Internet and technology group Alphabet has invested roughly $375m in US-based online health insurance portal Oscar Health, taking a stake of about 10% in the process, Wired reported yesterday.
Founded in 2012, Oscar runs an online platform that enables users to access a range of plans through an app in addition to personal nurses. It also provides on-demand doctor calls, helping to ensure relatively minor issues do not grow into more serious conditions.
The company has now raised a total of $1.31bn, its last funding coming in a $165m round in March this year featuring Alphabet subsidiaries CapitalG and Verily Life Sciences that valued it at $3.2bn according to CNBC.

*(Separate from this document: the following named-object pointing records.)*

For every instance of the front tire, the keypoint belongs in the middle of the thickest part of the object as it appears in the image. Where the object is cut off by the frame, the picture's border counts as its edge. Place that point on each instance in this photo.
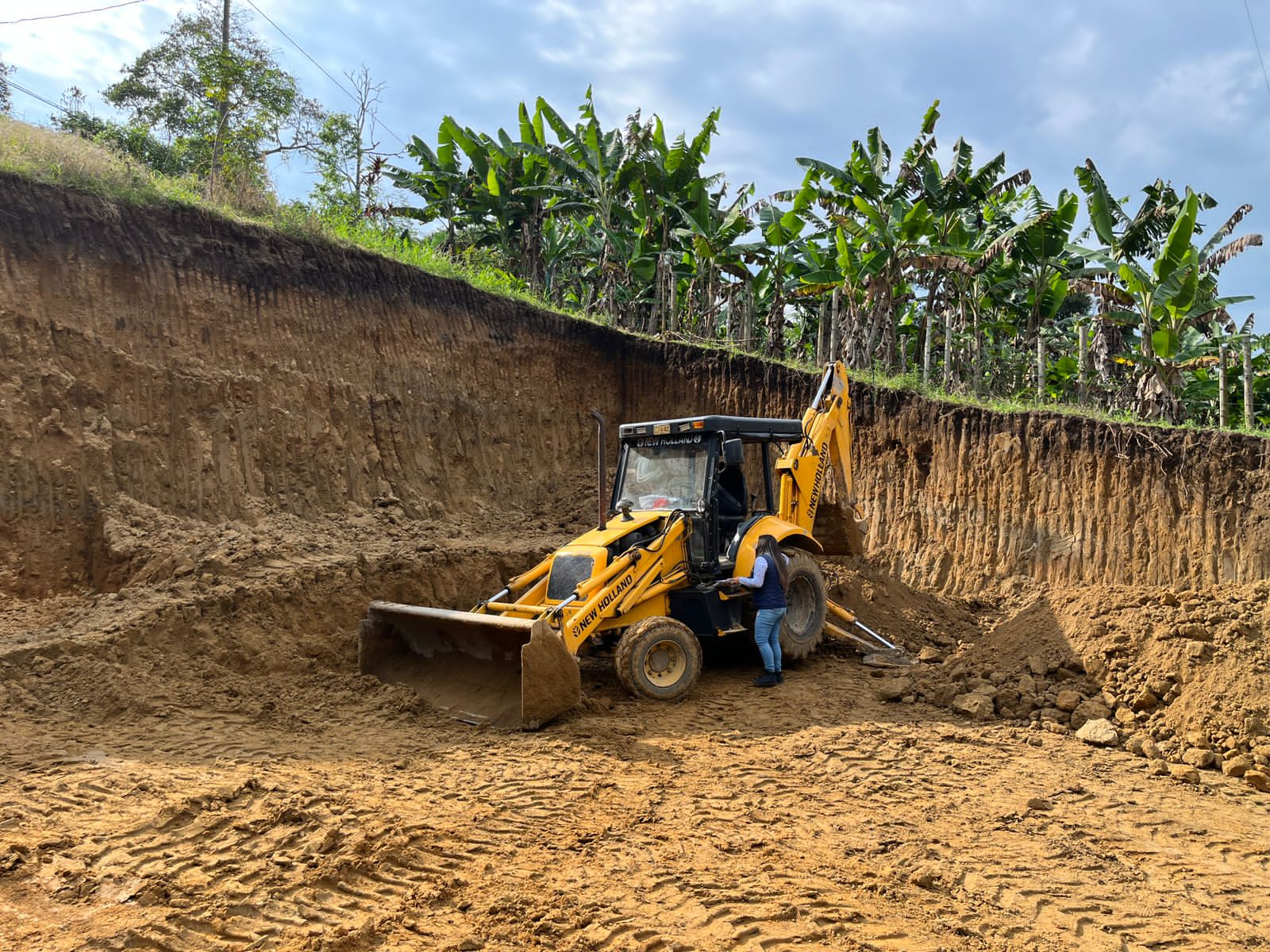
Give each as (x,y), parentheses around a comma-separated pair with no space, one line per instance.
(803,626)
(658,659)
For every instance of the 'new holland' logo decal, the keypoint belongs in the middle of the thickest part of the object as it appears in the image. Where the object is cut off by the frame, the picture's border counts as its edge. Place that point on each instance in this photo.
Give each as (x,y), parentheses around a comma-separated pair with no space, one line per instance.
(610,597)
(819,480)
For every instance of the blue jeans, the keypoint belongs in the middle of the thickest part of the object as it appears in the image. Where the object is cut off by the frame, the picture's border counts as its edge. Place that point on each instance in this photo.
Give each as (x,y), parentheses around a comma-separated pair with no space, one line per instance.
(768,636)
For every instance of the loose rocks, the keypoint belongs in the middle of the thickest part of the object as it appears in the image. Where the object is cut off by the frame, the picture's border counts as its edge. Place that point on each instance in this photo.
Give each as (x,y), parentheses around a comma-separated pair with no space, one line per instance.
(978,706)
(1099,731)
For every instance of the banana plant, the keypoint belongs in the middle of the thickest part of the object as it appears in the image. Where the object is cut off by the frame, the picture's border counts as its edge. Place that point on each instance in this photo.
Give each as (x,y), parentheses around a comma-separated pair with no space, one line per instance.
(441,182)
(1175,294)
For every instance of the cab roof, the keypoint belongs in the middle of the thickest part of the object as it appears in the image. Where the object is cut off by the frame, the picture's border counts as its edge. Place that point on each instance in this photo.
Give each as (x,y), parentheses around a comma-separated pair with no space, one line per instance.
(749,428)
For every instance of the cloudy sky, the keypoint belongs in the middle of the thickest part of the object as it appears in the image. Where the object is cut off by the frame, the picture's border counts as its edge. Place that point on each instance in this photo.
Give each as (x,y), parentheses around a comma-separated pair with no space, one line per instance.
(1146,88)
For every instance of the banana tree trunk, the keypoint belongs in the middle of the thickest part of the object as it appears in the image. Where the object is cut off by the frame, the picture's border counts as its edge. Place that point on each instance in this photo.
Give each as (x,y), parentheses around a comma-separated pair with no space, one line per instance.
(836,328)
(1223,391)
(1249,416)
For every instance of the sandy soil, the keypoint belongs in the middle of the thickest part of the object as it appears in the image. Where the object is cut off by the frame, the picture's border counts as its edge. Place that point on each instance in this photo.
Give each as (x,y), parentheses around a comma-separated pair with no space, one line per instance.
(219,443)
(244,790)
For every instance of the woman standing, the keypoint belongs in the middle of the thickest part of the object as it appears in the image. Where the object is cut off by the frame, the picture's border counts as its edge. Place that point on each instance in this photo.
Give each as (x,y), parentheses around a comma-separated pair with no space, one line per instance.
(770,579)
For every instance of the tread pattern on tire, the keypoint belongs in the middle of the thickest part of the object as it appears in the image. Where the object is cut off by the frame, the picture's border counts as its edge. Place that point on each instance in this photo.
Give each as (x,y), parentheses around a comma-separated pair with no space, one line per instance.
(802,562)
(624,655)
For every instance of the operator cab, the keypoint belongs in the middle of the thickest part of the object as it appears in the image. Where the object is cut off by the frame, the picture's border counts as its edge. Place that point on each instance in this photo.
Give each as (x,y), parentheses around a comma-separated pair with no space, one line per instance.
(717,469)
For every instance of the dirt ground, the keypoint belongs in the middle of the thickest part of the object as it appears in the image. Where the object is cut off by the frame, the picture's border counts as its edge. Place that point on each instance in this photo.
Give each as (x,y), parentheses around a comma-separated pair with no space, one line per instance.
(190,765)
(219,443)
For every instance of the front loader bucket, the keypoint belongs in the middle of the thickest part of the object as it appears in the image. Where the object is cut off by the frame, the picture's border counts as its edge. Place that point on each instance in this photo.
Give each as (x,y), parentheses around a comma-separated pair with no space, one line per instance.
(478,668)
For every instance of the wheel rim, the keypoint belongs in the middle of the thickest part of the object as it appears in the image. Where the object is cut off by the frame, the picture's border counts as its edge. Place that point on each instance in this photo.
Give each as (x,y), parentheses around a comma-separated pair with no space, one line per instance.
(800,601)
(664,663)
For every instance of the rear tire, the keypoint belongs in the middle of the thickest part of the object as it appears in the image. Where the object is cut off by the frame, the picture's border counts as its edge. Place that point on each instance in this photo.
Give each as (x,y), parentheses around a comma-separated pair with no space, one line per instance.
(803,626)
(658,659)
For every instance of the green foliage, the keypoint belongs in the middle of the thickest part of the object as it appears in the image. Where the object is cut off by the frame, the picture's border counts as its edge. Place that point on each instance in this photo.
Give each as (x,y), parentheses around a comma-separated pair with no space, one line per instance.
(133,141)
(224,108)
(337,188)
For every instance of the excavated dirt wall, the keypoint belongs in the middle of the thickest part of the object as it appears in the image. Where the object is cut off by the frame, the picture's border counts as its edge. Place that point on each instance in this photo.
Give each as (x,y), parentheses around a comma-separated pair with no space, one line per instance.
(221,372)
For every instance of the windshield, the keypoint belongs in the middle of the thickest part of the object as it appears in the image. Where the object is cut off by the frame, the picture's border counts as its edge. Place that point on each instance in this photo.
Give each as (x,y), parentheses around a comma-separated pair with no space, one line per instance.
(664,476)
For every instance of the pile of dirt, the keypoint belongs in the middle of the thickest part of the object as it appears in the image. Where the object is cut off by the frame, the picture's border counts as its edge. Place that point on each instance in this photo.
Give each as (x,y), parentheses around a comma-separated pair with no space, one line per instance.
(1179,677)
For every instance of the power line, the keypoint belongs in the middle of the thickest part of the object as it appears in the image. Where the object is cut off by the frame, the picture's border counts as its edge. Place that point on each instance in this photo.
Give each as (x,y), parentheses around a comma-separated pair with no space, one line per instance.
(1264,74)
(76,13)
(338,84)
(36,95)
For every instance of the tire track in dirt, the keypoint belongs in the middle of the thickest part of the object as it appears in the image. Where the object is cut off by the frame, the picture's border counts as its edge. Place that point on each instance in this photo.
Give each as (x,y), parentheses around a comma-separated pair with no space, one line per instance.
(808,816)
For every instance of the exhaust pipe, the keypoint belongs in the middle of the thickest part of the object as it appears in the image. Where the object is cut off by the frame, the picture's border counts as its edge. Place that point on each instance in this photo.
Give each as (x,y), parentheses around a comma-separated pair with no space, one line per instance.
(600,465)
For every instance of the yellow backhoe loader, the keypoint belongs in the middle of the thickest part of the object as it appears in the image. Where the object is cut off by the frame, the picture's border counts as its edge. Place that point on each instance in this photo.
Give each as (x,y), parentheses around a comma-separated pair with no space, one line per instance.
(691,501)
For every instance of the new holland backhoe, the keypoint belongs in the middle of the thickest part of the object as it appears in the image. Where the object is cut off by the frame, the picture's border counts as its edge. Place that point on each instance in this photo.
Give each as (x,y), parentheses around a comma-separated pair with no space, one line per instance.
(691,501)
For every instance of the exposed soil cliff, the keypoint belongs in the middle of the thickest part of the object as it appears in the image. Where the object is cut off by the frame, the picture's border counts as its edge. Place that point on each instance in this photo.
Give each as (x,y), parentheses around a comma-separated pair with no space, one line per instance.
(219,443)
(216,372)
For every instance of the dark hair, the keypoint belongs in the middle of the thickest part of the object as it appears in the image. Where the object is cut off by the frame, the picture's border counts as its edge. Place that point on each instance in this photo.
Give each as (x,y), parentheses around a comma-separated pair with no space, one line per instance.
(770,547)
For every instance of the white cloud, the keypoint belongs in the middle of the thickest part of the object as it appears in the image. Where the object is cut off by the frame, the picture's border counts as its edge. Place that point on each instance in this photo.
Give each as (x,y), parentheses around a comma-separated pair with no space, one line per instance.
(89,50)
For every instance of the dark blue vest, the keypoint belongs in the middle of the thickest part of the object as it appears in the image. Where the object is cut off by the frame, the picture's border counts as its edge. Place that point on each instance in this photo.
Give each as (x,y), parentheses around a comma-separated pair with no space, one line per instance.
(770,594)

Salar Kamangar, senior vice-president of YouTube and video at Alphabet subsidiary Google, will join Oscar’s board of directors according to Oscar CEO Mario Schlosser, who told Wired: “Alphabet has come to the conclusion that they want to put more behind the company.
“It is fantastic for us because it will really allow us to focus fully on the core model we have been building for the past six years, which is: use technology, use data, use design, use a human approach to build a very different health care experience. And that is what this allows us to do.”
Oscar intends to hire more engineers, data scientists, product designers and clinicians as it looks to join Medicare Advantage, a national health insurance plan that involves monthly contributions, by 2020, Schlosser added.
The March round was led by venture capital firm Founders Fund and included investment and financial services group Fidelity and VC firms 8VC, General Catalyst, Khosla Ventures and Thrive Capital.
CapitalG, Alphabet’s growth equity arm, first invested in Oscar as part of a $32.5m round in 2015 that valued it at $1.75bn, and which also featured Goldman Sachs, Founders Fund, Khosla Ventures, Thrive Capital, 8VC, Horizon Ventures and Wellington Management.
Fidelity subsequently led a $400m round for the company in 2016 that included CapitalG, General Catalyst, Founders Fund, Khosla Ventures, Thrive Capital, Lakestar and Ping An Ventures, a subsdiary of insurance group Ping An, at a $2.7bn valuation.